Original Michael Myers Actor Reprising His Role in New 'Halloween' Sequel

The upcoming sequel in the Halloween franchise has brought another iconic performer into the mix, with Bloody Disgusting confirming that Nick Castle, the man who played the masked Michael Myers, will become the masked stalker once again. Castle joins the previously announced Jamie Lee Curtis, Judy Greer and Andi Matichak.

Throughout the original film, the full performance of Michael Myers was completed by multiple actors, taking into account the young character, the stalking presence referred to as "The Shape" and the unmasked Michael Myers. Given that we never saw Castle's face in Halloween, we can assume Michael will wear some version of the iconic mask in the upcoming film.

After ten films, which included various narrative timelines and a reboot, the Halloween franchise grew stale, making it in need of major changes. Those changes were announced back in 2016 when Blumhouse announced it was moving forward with a sequel and bringing John Carpenter back to the franchise to serve as a producer.

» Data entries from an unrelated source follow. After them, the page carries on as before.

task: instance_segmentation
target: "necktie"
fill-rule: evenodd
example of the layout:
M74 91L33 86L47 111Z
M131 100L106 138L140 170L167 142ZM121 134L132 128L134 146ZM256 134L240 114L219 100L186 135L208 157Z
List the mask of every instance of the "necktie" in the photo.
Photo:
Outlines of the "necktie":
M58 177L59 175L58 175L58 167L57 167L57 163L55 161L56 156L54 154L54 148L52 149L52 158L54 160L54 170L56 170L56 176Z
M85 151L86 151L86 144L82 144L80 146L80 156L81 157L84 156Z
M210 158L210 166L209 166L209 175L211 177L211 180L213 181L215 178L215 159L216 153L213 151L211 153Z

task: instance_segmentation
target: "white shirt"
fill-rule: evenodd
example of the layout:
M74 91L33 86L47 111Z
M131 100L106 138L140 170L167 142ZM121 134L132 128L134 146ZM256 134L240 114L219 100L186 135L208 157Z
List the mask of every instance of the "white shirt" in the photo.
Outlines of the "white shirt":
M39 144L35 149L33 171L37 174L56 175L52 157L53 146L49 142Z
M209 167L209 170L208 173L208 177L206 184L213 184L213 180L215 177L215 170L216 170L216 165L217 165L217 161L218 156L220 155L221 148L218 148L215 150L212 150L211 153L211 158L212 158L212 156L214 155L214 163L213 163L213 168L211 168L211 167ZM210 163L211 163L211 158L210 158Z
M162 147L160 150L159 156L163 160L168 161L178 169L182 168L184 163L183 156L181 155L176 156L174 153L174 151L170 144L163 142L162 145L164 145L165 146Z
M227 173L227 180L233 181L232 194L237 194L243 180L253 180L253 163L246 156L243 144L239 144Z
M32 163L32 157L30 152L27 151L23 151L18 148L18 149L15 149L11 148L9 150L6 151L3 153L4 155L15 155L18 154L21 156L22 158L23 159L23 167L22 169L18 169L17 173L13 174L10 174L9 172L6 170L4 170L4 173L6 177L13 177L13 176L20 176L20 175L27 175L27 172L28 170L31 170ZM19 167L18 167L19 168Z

Many horror fans looked to the top names in the genre to helm the slasher, yet we were all surprised to learn that Danny McBride and David Gordon Green would co-write the film with Green directing. Audiences are much more familiar with their comedic projects like Pineapple Express and Your Highness, with the new Halloween sequel being their first full-blown foray into the genre.

"The original is all about tension. Laurie Strode (Jamie Lee Curtis) doesn't even know that Michael Myers exists until the last minutes of the movie," McBride shared with the Charleston City Paper about his outlook on the sequel. "So much of it you're in anticipation of what's going to happen and the dread that [director John] Carpenter spins so effortlessly in that film, I think we were really trying to get it back to that. We're trying to mine that dread. Mine that tension and not just go for gore and ultra-violence that you see some horror movies lean on."

Compared to many other slashers that attempted to recreate Halloween's success, the series has never leaned too heavily into graphic depictions of violence, but with films like the Saw series gaining prominence in recent years, audiences have grown accustomed to buckets of blood.

"To us, it was all about bringing back the creep factor and trying to find the horror in your own backyard, in our own homes," McBride pointed out.

The filmmakers have also expressed that the film will ignore all of the films in the franchise other than the original.


The Halloween sequel is slated to hit theaters on October 19, 2018.